CLEVELAND — Lillian Pyles has had a more than 40-year career casting films with some of Hollywood's biggest names. But her journey and what she's seen along the way, is just as interesting from behind the camera.
Born and raised in Cleveland's Glenville neighborhood, Pyles got her start in the industry when she moved to New York City in her early twenties. She graduated from the Fashion Institute of Technology before taking her first job in the film industry.
"I started out in New York. My best friend was a production coordinator. He hired me as his assistant," she recalled. "So I learned this job on the job training."
Pyles worked in film and TV in New York for more than twenty years, but in 1995, Cleveland came calling when Pyles realized she wanted to return home and live closer to family. She didn't have to worry about keeping up her growing career for long.
"[My parents] were getting older, and I met a woman who was casting a TV movie and needed someone to cast extras. So I took the job. She gave me an office and about five interns, and like they say, the rest is history."
Her resume grew quickly. Over the years, she was hired to help cast productions from top players in the industry - from Francis Ford Coppola to the Russo brothers, but for her, one experience stands above the rest.
"In New York, I worked with Spike Lee, I worked with Mario Van Peebles. I worked with Gordon Parks, but in Cleveland, Antoine Fisher came here and they hired me to cast the local cast and to work with Denzel was a pleasure."
Pyles still remembers how that project was a particularly touching experience.
"The last day of shooting, we're all walking back to our prospective cars and trailers, and [Denzel] taps me on the shoulder and says 'Come with me. I want to show you what you did.' And we go to his trailer, me and my assistant, and he shows me the end scene when the twins [in the movie,] open the door and all the seniors are sitting at the table and we're watching that scene. And I look over at him and he's welling up," she said.
The twins cast in that scene were members of Pyles' church.
Through her decades working in production, Pyles has seen the industry evolve.
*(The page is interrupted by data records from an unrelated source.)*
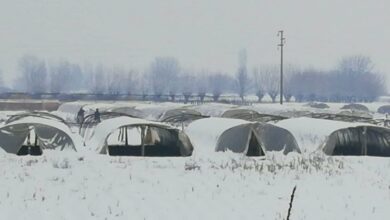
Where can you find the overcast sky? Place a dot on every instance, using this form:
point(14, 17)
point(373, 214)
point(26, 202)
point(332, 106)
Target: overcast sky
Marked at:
point(202, 34)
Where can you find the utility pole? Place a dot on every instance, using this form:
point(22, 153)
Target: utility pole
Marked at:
point(282, 41)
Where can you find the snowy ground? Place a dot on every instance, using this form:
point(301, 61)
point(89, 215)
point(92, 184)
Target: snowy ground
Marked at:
point(86, 186)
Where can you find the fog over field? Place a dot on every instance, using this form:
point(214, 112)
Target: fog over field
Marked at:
point(200, 34)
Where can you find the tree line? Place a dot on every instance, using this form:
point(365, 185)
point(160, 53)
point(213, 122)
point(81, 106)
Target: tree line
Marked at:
point(352, 79)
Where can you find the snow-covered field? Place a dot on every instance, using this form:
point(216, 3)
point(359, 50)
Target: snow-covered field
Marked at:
point(74, 186)
point(85, 185)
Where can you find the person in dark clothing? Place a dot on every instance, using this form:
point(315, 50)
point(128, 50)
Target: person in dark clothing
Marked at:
point(97, 116)
point(80, 116)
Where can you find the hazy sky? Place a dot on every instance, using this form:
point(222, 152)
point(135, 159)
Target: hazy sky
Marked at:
point(202, 34)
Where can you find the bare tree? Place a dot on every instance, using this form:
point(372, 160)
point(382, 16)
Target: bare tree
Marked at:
point(219, 83)
point(99, 81)
point(201, 85)
point(270, 78)
point(33, 74)
point(164, 72)
point(116, 81)
point(65, 77)
point(187, 82)
point(242, 74)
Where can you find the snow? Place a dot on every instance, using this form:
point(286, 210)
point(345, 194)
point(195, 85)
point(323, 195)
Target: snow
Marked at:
point(106, 127)
point(311, 133)
point(204, 133)
point(73, 186)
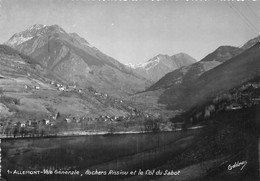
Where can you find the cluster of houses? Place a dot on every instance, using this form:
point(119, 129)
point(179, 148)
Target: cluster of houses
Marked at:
point(65, 88)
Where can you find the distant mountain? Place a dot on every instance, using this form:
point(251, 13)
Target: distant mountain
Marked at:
point(24, 80)
point(157, 67)
point(187, 74)
point(72, 60)
point(229, 74)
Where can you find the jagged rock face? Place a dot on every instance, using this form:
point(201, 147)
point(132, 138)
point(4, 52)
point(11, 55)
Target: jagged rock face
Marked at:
point(231, 73)
point(187, 74)
point(157, 67)
point(70, 58)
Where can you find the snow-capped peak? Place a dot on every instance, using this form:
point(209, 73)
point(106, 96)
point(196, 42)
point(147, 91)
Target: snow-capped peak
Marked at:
point(17, 40)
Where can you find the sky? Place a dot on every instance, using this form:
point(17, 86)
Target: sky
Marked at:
point(135, 31)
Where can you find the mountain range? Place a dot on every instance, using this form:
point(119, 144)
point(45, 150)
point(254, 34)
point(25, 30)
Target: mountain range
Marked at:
point(155, 68)
point(219, 71)
point(42, 53)
point(69, 58)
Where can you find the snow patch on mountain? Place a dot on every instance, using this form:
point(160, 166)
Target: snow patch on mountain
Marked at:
point(17, 40)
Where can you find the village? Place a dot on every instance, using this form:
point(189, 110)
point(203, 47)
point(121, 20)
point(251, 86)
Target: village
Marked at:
point(58, 124)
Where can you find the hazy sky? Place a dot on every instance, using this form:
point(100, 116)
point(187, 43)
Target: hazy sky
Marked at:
point(137, 31)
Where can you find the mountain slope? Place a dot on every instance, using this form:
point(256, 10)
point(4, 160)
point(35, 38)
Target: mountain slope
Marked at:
point(231, 73)
point(160, 65)
point(72, 60)
point(26, 93)
point(188, 74)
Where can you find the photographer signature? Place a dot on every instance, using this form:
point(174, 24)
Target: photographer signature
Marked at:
point(241, 164)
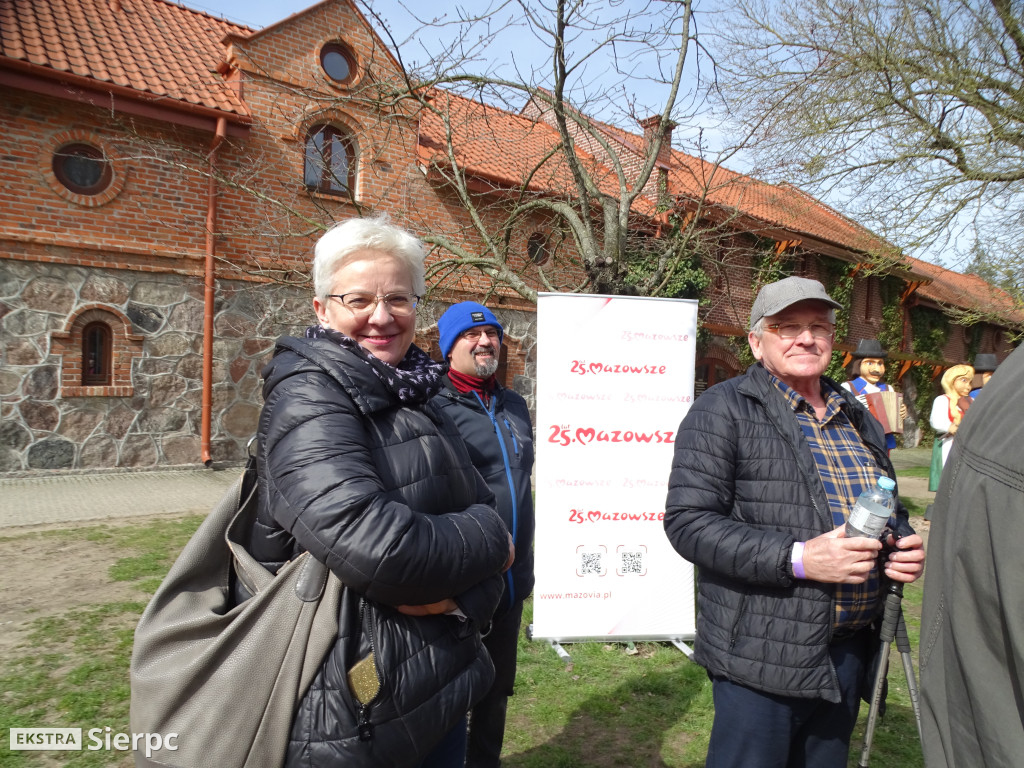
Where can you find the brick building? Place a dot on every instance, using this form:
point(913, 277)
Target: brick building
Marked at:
point(166, 174)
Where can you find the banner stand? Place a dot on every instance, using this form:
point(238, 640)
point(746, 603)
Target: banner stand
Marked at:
point(567, 658)
point(614, 379)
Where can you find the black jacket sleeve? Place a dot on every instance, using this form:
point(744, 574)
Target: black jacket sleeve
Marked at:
point(324, 487)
"Now we have a big indie market. We have a tremendous group of people who do shorts, who shoot with their phones, and they're beginning to show their creativity because that's all Hollywood is. It's somebody created it," she said. "I get people to ask me all the time, how do I become a casting director? If you are lucky enough to learn the business the way I did, then I suggest that. The great thing about it is when you're in that theater and you are watching that movie and you see your name on that screen, [there's] nothing better than that."